Agnès, 29 ans, assistante maternelle, et Julien, 30 ans, agent de planification Nous sommes interchangeables !

L’égalité ménagère, ça peut aussi se décider à deux, question de principe, tout simplement.

Julien : “Je “n’aide” pas Agnès à faire le ménage : nous en faisons autant l’un que l’autre, nuance. Lessive, repassage, vaisselle, nous sommes totalement interchangeables. Tout en nous adaptant à l’emploi du temps de l’autre, ayant des horaires très différents : celui qui est en congé en fait plus que celui qui travaille. Tout vient de mon éducation. Nos parents nous ont élevés mon frère et moi ,avec deux idées fortes. Primo : les femmes et les hommes sont totalement égaux. Secundo : conséquence logique, tout le monde doit participer aux différentes tâches ménagères. Et puis, comme mes parents ont divorcé assez rapidement, je les ai observés dès l’âge de huit ans vaquant à leurs tâches ménagères chacun de leur côté. J’ai donc bien retenu qu’un homme est parfaitement capable de tenir une maison, et qu’une femme a besoin d’être aidée, pour avoir plus de temps pour elle. Et puis comme je m’ennuyais très vite, j’ai pris l’habitude de demander à ma mère si je pouvais l’aider pour m’occuper…” De son côté, aînée d’une fratrie où elle jouait le rôle d’une petite maman adjointe pour aider sa mère elle aussi divorcée, Agnès, qui a dû s’éduquer elle-même à l’égalité domestique n’en est pas revenue… “Mon souvenir le plus marquant ? C’est un peu intime, mais parlant : mes rêgles venaient de débarquer, et j’ai eu la surprise de voir Julien prendre naturellement ma culotte tâchée de sang et la passer sous l’eau pour enlever le plus gros, avant de la mettre à la machine à laver…”
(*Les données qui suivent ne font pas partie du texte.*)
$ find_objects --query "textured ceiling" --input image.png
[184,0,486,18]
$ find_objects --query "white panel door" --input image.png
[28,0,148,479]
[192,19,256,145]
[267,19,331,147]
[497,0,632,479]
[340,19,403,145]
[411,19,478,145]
Gaëlle, 36 ans, cadre sup dans une agence de pub, et Pierre-Jean, 40 ans, directeur marketing dans l’édition :

Chacun son boulot à la maison !

Parce qu’on n’a pas tous les deux les mêmes goûts et compétences…

Pierre-Jean : ” Gaëlle travaille beaucoup. Pas question pour elle comme pour moi qu’elle se transforme en Bobonne. Et puis je crois que la voir torchonner, ça tuerait mes fantasmes” (rires). Une femme qui ne se tue pas au ménage est beaucoup plus disponible pour son homme et ses enfants. Issu moi-même d’une famille nombreuse, je voulais avoir beaucoup d’enfants (nous avons quatre filles !) sans que leur mère soit professionnellement pénalisée. Nous avons donc fait un deal : partager le travail, mais à chacun son boulot. Nous sommes complémentaires : à moi les sorties piscine avec la petite dernière, les courses au supermarché, les plantes vertes, les machines à laver, étendage du linge compris. Ma femme de ménage m’a même demandé mes secrets pour obtenir un tel blanc (rires). Gérer le linge de la famille, mettre les culottes sales des filles au panier, c’est une des multiples manières de m’occuper d’elles.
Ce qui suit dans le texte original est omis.